Here, the study highlights the importance of microbes in local adaptation and lifestyle, which is supported also by the study of the composition of skin bacteria. In particular, on human skin, Staphylococcus bacteria are present and dominant and not shared with other primates. What is interesting, is that Staphylococcus is the most common genus of bacteria on the skin of some wild sheep (Ammotragus lervia), goats, cows (all of which are domesticated animals or relatives of domesticated animals) and humans. Therefore, skin Staphylococcus have spread among humans and domesticated animals during cohabitation, increasing the similarity of the aroma of domestic animals to humans and vice versa.

Here, the researchers underlie how bacterial sharing within co-habiting individuals can influence hosts’ social structure and the development of dominant skin microbial taxa.

The extended microbiome

Here, the researchers describe the role of food processing in human evolution and sociality with particular attention to fermentation, that allows the enrichment of certain components in foods and begin food processing. Many carnivore species fermented foods. For example, in hot regions, Hyenas store food items in water, in cold regions, foxes and other carnivores store and ferment foods by burying them. Is unknown when humans first controlled fermentation, however at that stage microbes began to play a central role.

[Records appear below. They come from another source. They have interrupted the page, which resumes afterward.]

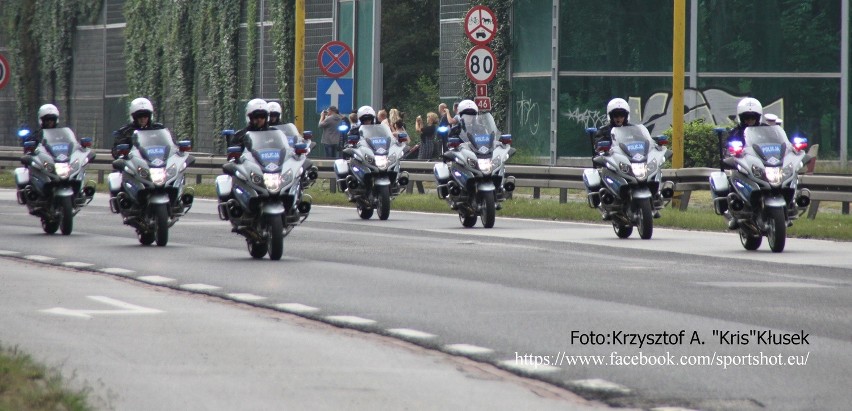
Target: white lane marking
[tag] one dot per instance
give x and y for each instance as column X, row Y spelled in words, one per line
column 76, row 264
column 199, row 287
column 296, row 308
column 763, row 284
column 597, row 384
column 467, row 349
column 40, row 258
column 155, row 279
column 528, row 367
column 114, row 270
column 246, row 297
column 125, row 308
column 409, row 333
column 349, row 320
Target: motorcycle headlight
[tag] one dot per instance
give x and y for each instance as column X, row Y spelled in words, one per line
column 381, row 162
column 158, row 176
column 63, row 170
column 272, row 181
column 484, row 165
column 640, row 170
column 773, row 175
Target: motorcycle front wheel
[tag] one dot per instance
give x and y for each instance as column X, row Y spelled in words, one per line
column 777, row 233
column 161, row 224
column 66, row 223
column 384, row 202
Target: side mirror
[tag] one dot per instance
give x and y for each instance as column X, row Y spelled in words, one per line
column 119, row 164
column 234, row 153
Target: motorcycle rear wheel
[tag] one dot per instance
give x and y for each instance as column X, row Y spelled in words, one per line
column 365, row 212
column 384, row 202
column 622, row 231
column 749, row 241
column 66, row 223
column 488, row 210
column 276, row 237
column 161, row 224
column 48, row 226
column 777, row 234
column 646, row 219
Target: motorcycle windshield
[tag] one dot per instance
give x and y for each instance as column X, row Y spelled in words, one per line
column 291, row 132
column 769, row 142
column 155, row 146
column 378, row 137
column 59, row 142
column 480, row 131
column 269, row 148
column 634, row 140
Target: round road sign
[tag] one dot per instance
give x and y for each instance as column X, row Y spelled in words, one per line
column 480, row 64
column 335, row 58
column 480, row 25
column 5, row 72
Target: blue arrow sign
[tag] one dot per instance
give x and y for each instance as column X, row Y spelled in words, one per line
column 334, row 92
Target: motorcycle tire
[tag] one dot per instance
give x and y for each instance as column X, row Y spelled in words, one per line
column 384, row 202
column 622, row 231
column 646, row 219
column 276, row 237
column 161, row 224
column 777, row 233
column 488, row 209
column 749, row 241
column 467, row 221
column 256, row 250
column 365, row 212
column 49, row 227
column 66, row 223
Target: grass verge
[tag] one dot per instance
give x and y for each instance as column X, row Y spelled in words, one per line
column 26, row 385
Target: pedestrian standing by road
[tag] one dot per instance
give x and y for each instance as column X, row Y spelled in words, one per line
column 329, row 120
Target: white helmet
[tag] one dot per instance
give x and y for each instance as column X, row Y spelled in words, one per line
column 141, row 105
column 749, row 105
column 618, row 104
column 257, row 105
column 48, row 110
column 467, row 107
column 365, row 111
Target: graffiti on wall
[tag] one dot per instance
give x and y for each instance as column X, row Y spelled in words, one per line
column 714, row 106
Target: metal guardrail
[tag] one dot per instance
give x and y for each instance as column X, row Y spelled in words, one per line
column 831, row 188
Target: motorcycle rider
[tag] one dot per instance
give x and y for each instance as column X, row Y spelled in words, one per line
column 141, row 112
column 274, row 114
column 257, row 112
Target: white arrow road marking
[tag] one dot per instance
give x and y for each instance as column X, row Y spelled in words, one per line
column 125, row 308
column 334, row 91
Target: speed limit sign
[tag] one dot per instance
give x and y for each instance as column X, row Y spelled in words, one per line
column 480, row 64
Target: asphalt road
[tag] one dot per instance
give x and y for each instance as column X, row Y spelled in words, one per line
column 524, row 294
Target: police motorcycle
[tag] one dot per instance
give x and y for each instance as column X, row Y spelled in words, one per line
column 762, row 194
column 371, row 177
column 628, row 187
column 262, row 191
column 149, row 185
column 52, row 183
column 475, row 182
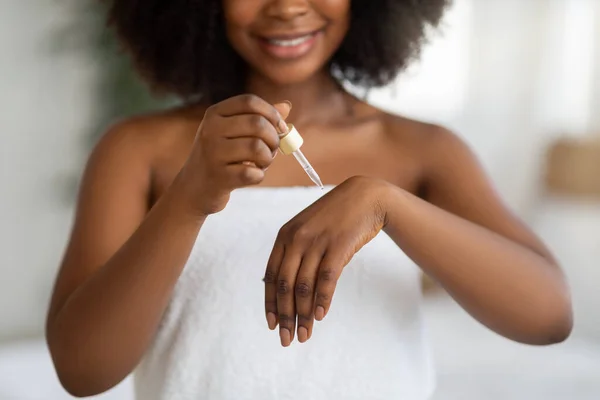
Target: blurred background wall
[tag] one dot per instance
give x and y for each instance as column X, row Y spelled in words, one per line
column 510, row 76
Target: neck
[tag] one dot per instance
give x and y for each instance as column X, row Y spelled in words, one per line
column 319, row 99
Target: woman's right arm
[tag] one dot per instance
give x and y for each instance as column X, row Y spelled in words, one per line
column 122, row 261
column 119, row 268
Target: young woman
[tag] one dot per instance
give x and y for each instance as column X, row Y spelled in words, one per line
column 183, row 214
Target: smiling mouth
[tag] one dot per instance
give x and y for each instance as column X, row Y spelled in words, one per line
column 289, row 46
column 284, row 42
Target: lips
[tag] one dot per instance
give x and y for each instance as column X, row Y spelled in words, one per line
column 289, row 46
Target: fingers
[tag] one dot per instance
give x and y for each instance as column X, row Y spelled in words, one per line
column 250, row 104
column 270, row 280
column 286, row 308
column 247, row 149
column 330, row 269
column 306, row 282
column 252, row 125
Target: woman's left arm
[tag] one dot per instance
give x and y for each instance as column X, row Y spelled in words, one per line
column 466, row 239
column 460, row 234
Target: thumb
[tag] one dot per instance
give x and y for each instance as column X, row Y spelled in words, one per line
column 284, row 108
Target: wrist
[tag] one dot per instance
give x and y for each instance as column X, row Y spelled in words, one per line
column 189, row 195
column 392, row 200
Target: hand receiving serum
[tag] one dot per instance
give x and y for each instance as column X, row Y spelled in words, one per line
column 290, row 143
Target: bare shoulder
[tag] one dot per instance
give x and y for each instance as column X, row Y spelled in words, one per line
column 144, row 138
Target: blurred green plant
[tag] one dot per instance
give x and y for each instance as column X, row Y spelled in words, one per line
column 119, row 91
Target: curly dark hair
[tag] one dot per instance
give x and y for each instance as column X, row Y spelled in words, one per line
column 192, row 58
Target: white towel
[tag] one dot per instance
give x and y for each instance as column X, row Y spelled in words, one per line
column 214, row 343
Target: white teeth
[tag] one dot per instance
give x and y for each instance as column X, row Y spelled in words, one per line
column 290, row 42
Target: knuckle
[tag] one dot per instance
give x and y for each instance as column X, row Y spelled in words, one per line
column 271, row 306
column 247, row 175
column 283, row 287
column 211, row 110
column 327, row 275
column 286, row 320
column 304, row 320
column 256, row 146
column 303, row 290
column 258, row 122
column 323, row 298
column 270, row 277
column 252, row 100
column 283, row 232
column 302, row 234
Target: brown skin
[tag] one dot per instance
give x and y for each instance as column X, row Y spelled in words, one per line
column 151, row 182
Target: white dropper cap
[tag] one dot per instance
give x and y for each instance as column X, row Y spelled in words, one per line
column 290, row 143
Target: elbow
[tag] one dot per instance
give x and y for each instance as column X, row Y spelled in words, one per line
column 80, row 383
column 559, row 329
column 555, row 325
column 79, row 379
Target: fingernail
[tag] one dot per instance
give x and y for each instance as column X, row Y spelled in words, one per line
column 286, row 337
column 302, row 334
column 282, row 127
column 271, row 320
column 320, row 313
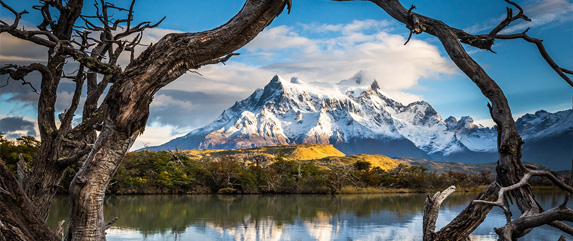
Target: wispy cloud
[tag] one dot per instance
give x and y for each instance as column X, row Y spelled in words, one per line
column 541, row 13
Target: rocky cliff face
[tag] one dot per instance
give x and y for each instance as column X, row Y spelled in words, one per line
column 356, row 117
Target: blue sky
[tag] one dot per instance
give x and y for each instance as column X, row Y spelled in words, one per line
column 330, row 41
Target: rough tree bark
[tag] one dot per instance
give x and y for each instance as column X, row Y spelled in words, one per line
column 124, row 112
column 510, row 170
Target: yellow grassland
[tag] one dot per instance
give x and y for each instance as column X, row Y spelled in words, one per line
column 325, row 155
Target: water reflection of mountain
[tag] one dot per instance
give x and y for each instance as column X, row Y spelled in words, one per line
column 276, row 217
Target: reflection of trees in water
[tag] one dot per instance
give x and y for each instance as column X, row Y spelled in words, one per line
column 174, row 213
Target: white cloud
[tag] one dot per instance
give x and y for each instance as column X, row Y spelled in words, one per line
column 544, row 12
column 541, row 12
column 157, row 135
column 280, row 37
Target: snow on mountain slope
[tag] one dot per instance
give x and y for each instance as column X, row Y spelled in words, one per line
column 356, row 116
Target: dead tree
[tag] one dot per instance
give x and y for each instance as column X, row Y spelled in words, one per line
column 95, row 47
column 512, row 175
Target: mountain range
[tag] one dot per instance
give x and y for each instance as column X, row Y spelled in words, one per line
column 357, row 117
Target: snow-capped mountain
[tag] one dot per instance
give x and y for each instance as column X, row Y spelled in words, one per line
column 356, row 117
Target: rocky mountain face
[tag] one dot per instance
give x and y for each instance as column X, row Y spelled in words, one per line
column 356, row 117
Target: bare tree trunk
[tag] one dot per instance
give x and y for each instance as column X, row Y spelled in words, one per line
column 87, row 190
column 127, row 104
column 510, row 170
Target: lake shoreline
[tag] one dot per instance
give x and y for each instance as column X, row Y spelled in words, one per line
column 343, row 191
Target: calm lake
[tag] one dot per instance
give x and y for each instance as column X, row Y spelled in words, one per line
column 288, row 217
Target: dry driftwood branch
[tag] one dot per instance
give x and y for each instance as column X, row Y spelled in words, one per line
column 18, row 219
column 431, row 210
column 510, row 169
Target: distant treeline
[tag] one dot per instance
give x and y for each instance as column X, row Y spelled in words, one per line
column 148, row 172
column 162, row 172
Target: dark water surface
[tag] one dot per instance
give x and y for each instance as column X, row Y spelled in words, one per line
column 289, row 217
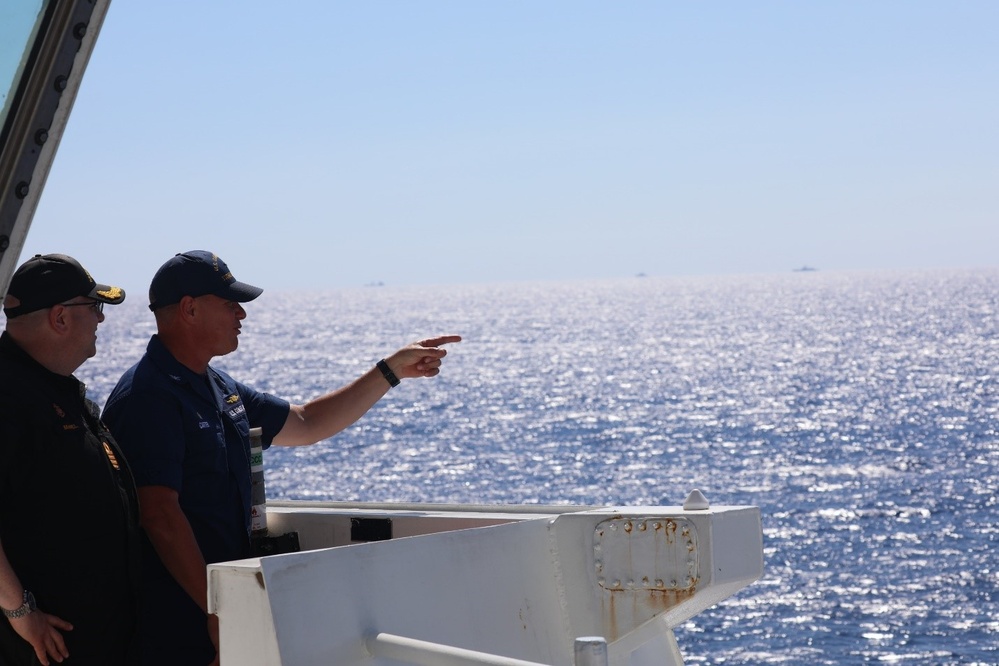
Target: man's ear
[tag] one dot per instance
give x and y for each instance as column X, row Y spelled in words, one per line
column 59, row 319
column 187, row 308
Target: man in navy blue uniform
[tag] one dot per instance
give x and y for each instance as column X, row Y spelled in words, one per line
column 185, row 427
column 69, row 531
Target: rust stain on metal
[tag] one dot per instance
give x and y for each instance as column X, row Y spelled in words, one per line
column 640, row 606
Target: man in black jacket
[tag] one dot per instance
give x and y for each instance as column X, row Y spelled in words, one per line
column 68, row 508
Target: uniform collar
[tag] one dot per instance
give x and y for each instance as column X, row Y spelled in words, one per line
column 209, row 387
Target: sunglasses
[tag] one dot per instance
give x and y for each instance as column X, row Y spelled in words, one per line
column 98, row 306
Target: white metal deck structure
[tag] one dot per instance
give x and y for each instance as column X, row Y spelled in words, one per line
column 481, row 585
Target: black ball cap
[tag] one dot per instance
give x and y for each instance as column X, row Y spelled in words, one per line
column 197, row 273
column 50, row 279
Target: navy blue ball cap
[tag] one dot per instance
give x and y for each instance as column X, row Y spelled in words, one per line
column 197, row 273
column 50, row 279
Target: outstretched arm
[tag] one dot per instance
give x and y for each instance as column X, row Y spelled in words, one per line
column 38, row 628
column 329, row 414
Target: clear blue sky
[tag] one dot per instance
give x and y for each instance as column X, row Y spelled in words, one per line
column 320, row 143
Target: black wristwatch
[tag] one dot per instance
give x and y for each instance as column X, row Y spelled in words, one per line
column 26, row 608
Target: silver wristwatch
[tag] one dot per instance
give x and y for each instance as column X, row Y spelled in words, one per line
column 27, row 607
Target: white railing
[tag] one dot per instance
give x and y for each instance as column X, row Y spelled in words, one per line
column 589, row 651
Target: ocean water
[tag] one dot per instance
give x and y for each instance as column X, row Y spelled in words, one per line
column 859, row 411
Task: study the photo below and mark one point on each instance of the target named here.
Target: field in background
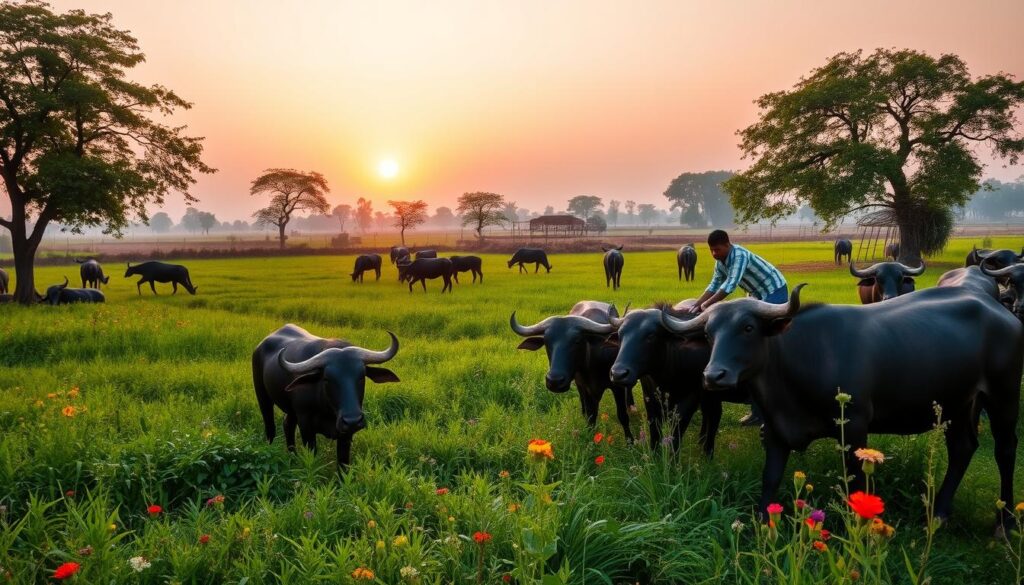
(166, 415)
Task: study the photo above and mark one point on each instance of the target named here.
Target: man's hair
(718, 238)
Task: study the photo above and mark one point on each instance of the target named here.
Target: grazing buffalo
(843, 247)
(577, 351)
(676, 367)
(613, 261)
(92, 274)
(320, 384)
(895, 361)
(892, 250)
(885, 281)
(154, 272)
(467, 263)
(397, 253)
(423, 268)
(60, 294)
(686, 261)
(367, 262)
(529, 256)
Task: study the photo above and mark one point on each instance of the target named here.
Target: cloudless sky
(538, 100)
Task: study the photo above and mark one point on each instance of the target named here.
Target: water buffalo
(92, 274)
(60, 294)
(154, 272)
(577, 351)
(467, 263)
(686, 261)
(885, 281)
(423, 268)
(892, 250)
(945, 345)
(529, 256)
(397, 253)
(676, 367)
(320, 384)
(843, 247)
(367, 262)
(613, 266)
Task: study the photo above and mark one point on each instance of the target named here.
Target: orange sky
(539, 100)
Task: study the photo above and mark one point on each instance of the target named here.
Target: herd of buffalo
(958, 345)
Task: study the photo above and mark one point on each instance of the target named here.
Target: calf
(318, 383)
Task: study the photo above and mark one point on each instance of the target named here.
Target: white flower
(139, 563)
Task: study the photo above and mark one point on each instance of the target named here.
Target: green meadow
(147, 401)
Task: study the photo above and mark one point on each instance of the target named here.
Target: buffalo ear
(381, 375)
(310, 378)
(531, 343)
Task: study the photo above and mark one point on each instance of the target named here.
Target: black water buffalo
(320, 384)
(60, 294)
(885, 281)
(92, 274)
(397, 253)
(154, 272)
(529, 256)
(613, 261)
(676, 367)
(423, 268)
(577, 351)
(843, 247)
(366, 262)
(426, 254)
(892, 250)
(686, 261)
(465, 264)
(946, 345)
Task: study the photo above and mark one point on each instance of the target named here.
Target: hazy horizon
(537, 101)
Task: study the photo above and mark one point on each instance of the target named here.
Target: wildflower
(540, 450)
(139, 563)
(66, 571)
(866, 505)
(364, 574)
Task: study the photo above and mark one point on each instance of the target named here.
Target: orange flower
(66, 571)
(866, 505)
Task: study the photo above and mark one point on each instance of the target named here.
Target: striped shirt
(749, 272)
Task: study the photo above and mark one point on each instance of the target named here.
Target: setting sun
(387, 168)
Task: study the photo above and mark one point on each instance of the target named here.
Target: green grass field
(165, 414)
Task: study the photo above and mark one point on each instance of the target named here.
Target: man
(735, 265)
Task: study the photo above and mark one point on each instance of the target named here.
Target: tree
(78, 144)
(408, 214)
(584, 205)
(893, 130)
(481, 209)
(700, 199)
(290, 191)
(342, 212)
(161, 222)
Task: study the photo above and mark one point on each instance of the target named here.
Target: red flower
(866, 505)
(66, 571)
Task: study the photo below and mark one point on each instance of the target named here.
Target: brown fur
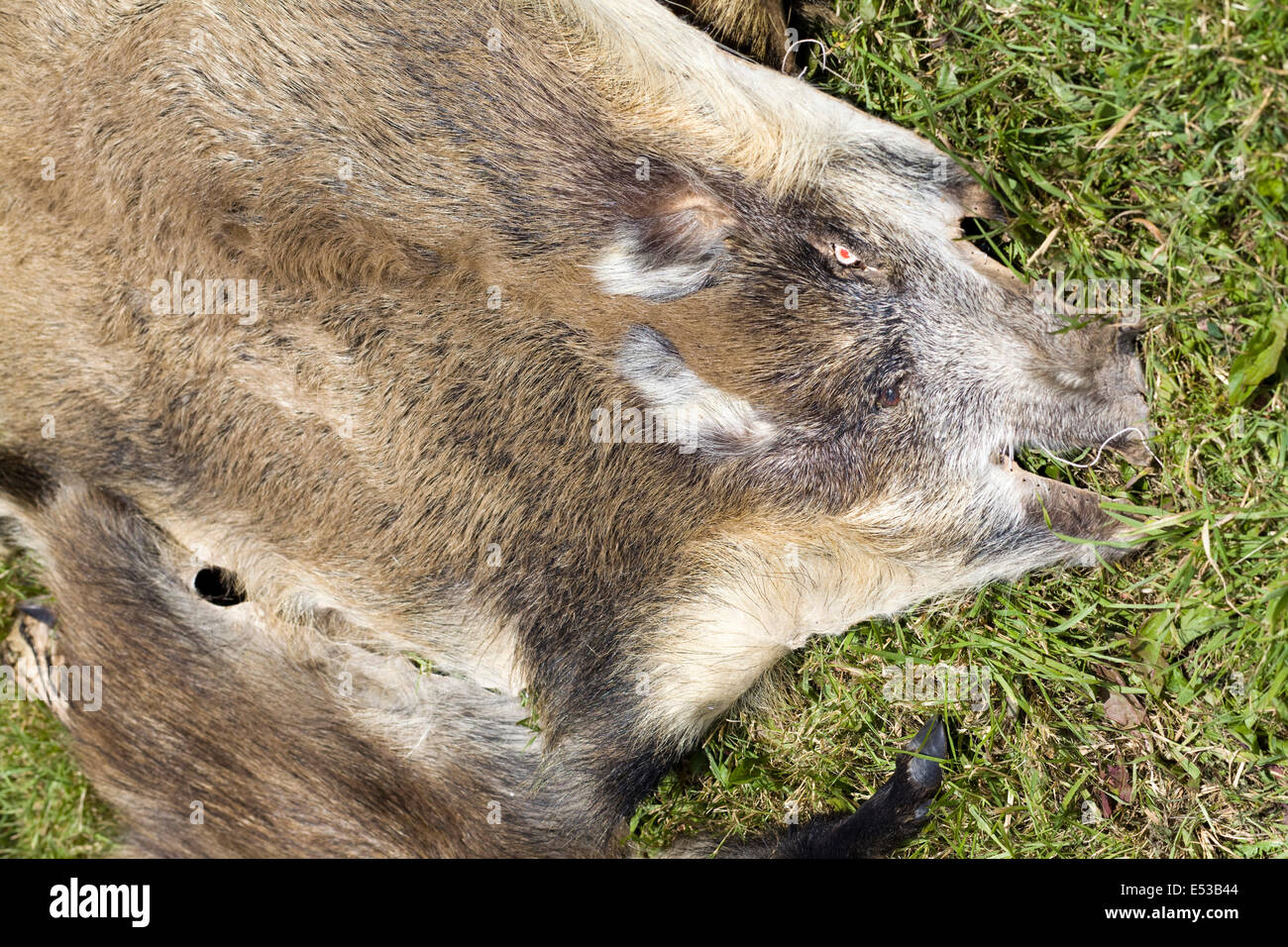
(389, 463)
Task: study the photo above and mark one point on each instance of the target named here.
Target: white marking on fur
(709, 419)
(621, 273)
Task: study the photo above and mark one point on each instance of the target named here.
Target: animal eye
(844, 256)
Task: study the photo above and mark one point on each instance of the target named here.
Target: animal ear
(694, 414)
(668, 248)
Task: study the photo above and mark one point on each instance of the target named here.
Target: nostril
(218, 586)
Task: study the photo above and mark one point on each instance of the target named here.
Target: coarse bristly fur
(584, 360)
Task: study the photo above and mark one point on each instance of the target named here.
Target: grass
(1140, 141)
(47, 806)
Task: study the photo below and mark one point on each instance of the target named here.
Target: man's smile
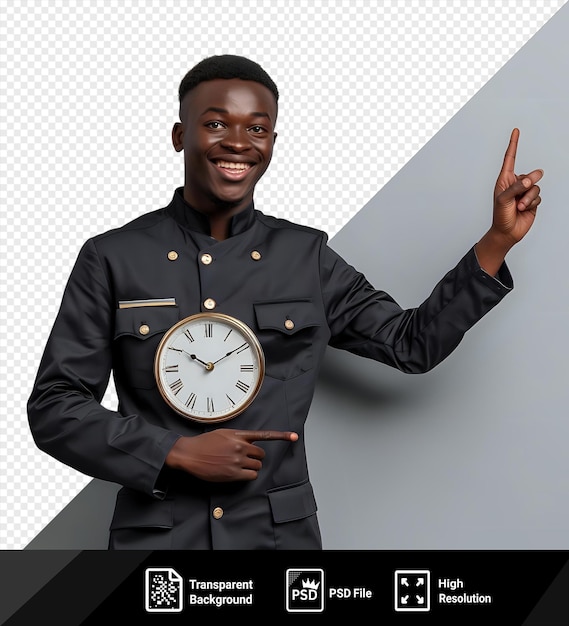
(232, 169)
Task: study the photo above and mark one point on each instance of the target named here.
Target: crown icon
(310, 584)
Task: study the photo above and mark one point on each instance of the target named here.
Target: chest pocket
(287, 331)
(138, 332)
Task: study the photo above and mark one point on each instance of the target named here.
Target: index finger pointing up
(510, 156)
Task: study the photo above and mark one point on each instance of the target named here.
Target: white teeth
(233, 166)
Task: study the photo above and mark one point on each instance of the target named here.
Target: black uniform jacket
(293, 274)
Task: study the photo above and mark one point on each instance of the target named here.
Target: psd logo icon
(304, 590)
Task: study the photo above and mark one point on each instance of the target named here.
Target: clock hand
(229, 353)
(208, 366)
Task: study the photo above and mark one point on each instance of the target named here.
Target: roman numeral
(191, 401)
(176, 386)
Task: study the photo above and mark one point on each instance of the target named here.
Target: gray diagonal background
(472, 455)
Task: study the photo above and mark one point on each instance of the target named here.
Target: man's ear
(178, 136)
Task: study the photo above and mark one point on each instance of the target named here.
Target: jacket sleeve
(65, 413)
(370, 323)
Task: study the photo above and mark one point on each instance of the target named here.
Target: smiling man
(193, 305)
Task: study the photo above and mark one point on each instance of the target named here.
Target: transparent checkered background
(88, 101)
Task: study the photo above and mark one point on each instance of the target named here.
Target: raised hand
(516, 198)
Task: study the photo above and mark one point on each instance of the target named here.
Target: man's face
(227, 134)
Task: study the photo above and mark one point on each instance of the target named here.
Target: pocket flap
(141, 511)
(291, 503)
(287, 316)
(145, 322)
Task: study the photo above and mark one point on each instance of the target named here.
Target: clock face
(209, 367)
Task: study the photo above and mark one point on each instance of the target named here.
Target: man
(243, 484)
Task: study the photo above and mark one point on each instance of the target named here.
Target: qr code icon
(163, 590)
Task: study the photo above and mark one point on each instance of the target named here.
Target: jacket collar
(188, 217)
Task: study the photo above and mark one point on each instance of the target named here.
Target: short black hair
(226, 66)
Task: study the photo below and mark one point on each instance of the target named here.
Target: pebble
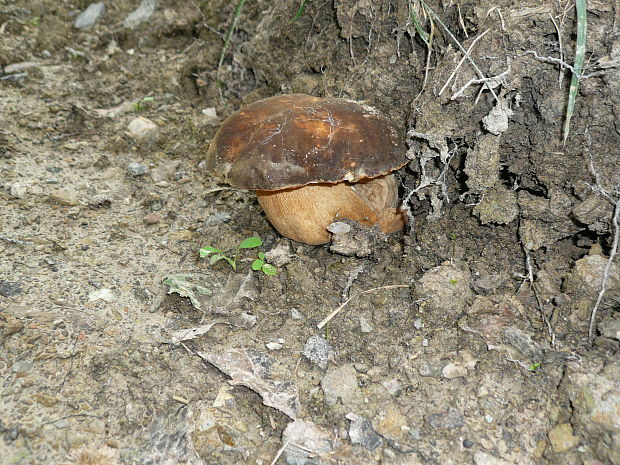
(89, 16)
(102, 294)
(18, 190)
(361, 432)
(317, 350)
(143, 130)
(64, 197)
(392, 386)
(340, 384)
(151, 218)
(22, 366)
(137, 169)
(140, 14)
(275, 345)
(10, 288)
(452, 370)
(210, 116)
(561, 438)
(468, 443)
(450, 419)
(365, 326)
(482, 458)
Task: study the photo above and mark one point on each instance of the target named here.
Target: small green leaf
(207, 249)
(250, 243)
(231, 262)
(269, 270)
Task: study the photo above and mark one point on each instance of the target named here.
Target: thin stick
(612, 254)
(344, 304)
(561, 51)
(462, 61)
(461, 48)
(282, 449)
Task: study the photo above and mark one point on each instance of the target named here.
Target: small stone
(365, 326)
(64, 197)
(10, 288)
(210, 116)
(392, 386)
(140, 14)
(102, 294)
(449, 420)
(482, 458)
(275, 345)
(452, 370)
(137, 169)
(18, 190)
(561, 438)
(89, 16)
(152, 218)
(340, 384)
(361, 432)
(143, 129)
(317, 350)
(22, 366)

Evidence that support the use of fermentation since the common ancestors exist, and relates to two genetically encoded human traits, those associated with sour taste receptors and those associated with the enzyme alcohol dehydrogenase. In nearly all primates, even slightly acidic foods are perceived as sour and not enjoyable. Instead, adult humans, night monkeys and male chimpanzees perceived acidic foods as pleasant and have learned to enjoy them. From here, assuming that both monkeys and humans like sour foods, the research team hypothesized that the preference could have been occurred in our common ancestor. A second evolutionary change that influenced the ways in which our ancestors fermented foods is the evolution of alcohol dehydrogenase. The team suggest that this gene evolved ten million years ago, probably when apes began to be more sedentary and to spend more time on the ground, consuming fermented fallen fruits that were higher in ethanol than ripe fruits picked directly from trees.

Given this, when humans started to use technologies to control fermentation also started favoring and selecting specific microbes, with characteristics that were desirable for making their foods and beverages.

In conclusion this study poses questions and give hints on how potential prosocial microbes associated with hominin, have directly favored certain kinds of social behavior and interaction with other species, wherewith shared microbes. Moreover, this comprehensive analysis suggests that our dynamic interactions with microbes, have had the potential to influence physical, social, and behavioral changes that occurred during human evolution.